5.2 Reconciliation (UPDATE_MEMORY_PROMPT)

  • Goal: Compare new_facts against existing_memories (id + text) and output structured decisions.
  • Operations:
    • ADD: New information (generates a new ID).
    • UPDATE: Refines existing information (uses the provided short ID).
    • DELETE: Contradicts existing information (e.g., "I hate pizza" vs "I love pizza"). If deleting because of a replacement, the new fact must also be returned (ADD or UPDATE).
    • NONE: Fact already exists or is irrelevant.
  • Output constraints: JSON list only; no prose/code fences; IDs for UPDATE/DELETE/NONE must come from the provided list.

5.3 Summarization (SUMMARY_PROMPT)

  • Goal: Maintain a concise running summary.
  • Constraints: Aggregate related facts. Drop transient chit-chat.
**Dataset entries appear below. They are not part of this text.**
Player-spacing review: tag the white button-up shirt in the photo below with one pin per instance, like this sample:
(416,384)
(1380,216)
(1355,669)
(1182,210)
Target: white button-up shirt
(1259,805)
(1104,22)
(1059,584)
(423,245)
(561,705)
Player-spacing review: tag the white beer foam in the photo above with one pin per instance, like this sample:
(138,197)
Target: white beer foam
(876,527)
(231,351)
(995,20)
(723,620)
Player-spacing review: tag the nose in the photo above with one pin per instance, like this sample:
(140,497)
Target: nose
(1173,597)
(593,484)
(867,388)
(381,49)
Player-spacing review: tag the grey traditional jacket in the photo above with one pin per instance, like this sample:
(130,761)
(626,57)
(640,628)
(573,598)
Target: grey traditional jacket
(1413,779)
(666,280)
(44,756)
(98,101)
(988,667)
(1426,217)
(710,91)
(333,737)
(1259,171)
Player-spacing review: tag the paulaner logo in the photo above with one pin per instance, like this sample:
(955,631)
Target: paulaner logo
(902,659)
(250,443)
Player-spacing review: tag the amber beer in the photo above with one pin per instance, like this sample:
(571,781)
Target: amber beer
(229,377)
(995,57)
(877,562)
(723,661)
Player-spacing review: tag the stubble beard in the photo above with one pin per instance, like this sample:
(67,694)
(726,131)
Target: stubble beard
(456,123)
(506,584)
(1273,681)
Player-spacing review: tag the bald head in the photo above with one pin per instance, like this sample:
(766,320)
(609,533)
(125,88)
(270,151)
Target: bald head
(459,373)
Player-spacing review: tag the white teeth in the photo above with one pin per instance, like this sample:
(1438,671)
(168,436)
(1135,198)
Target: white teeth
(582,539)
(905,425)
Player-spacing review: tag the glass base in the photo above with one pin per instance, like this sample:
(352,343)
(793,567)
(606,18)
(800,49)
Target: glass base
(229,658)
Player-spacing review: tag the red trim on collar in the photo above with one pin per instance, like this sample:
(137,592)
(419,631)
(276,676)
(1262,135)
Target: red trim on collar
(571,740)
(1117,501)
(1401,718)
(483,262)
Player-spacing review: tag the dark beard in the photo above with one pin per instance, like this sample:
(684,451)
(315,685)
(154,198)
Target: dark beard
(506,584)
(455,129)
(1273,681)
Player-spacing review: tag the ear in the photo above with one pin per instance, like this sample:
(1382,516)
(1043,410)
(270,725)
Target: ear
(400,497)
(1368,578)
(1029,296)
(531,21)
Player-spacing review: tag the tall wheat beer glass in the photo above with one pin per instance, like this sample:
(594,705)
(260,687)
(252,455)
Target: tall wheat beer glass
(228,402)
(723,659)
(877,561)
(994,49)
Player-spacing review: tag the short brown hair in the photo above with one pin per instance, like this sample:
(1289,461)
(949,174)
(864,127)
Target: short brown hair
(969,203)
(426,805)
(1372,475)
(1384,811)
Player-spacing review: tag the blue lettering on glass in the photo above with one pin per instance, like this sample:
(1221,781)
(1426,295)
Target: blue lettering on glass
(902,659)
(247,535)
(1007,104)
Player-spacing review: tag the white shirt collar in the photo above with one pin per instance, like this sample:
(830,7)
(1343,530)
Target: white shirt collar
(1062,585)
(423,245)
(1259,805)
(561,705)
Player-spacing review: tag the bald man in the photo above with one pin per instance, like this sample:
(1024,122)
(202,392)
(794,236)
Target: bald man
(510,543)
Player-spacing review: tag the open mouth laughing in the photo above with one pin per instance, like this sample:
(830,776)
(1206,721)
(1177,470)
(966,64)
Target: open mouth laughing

Focus on durable info.

6. Configuration Reference

Parameter Default Description
memory_path ./memory_db Root directory for file storage.
embedding_model text-embedding-3-small ID for embedding generation (OpenAI or local path).
default_top_k 5 Target number of memories to retrieve.
max_entries 500 Hard cap on memories per conversation.
mmr_lambda 0.7 Diversity weighting (1.0 = pure relevance).
recency_weight 0.2 Score weight for temporal proximity.
score_threshold 0.35 Minimum semantic relevance to consider.
enable_summarization True Toggle for summary generation loop.
openai_base_url required Base URL for LLM calls (can point to OpenAI-compatible proxies).
enable_git_versioning True Toggle to enable/disable Git versioning of the memory store.
start_watcher False Start a file watcher to keep Chroma in sync with on-disk edits.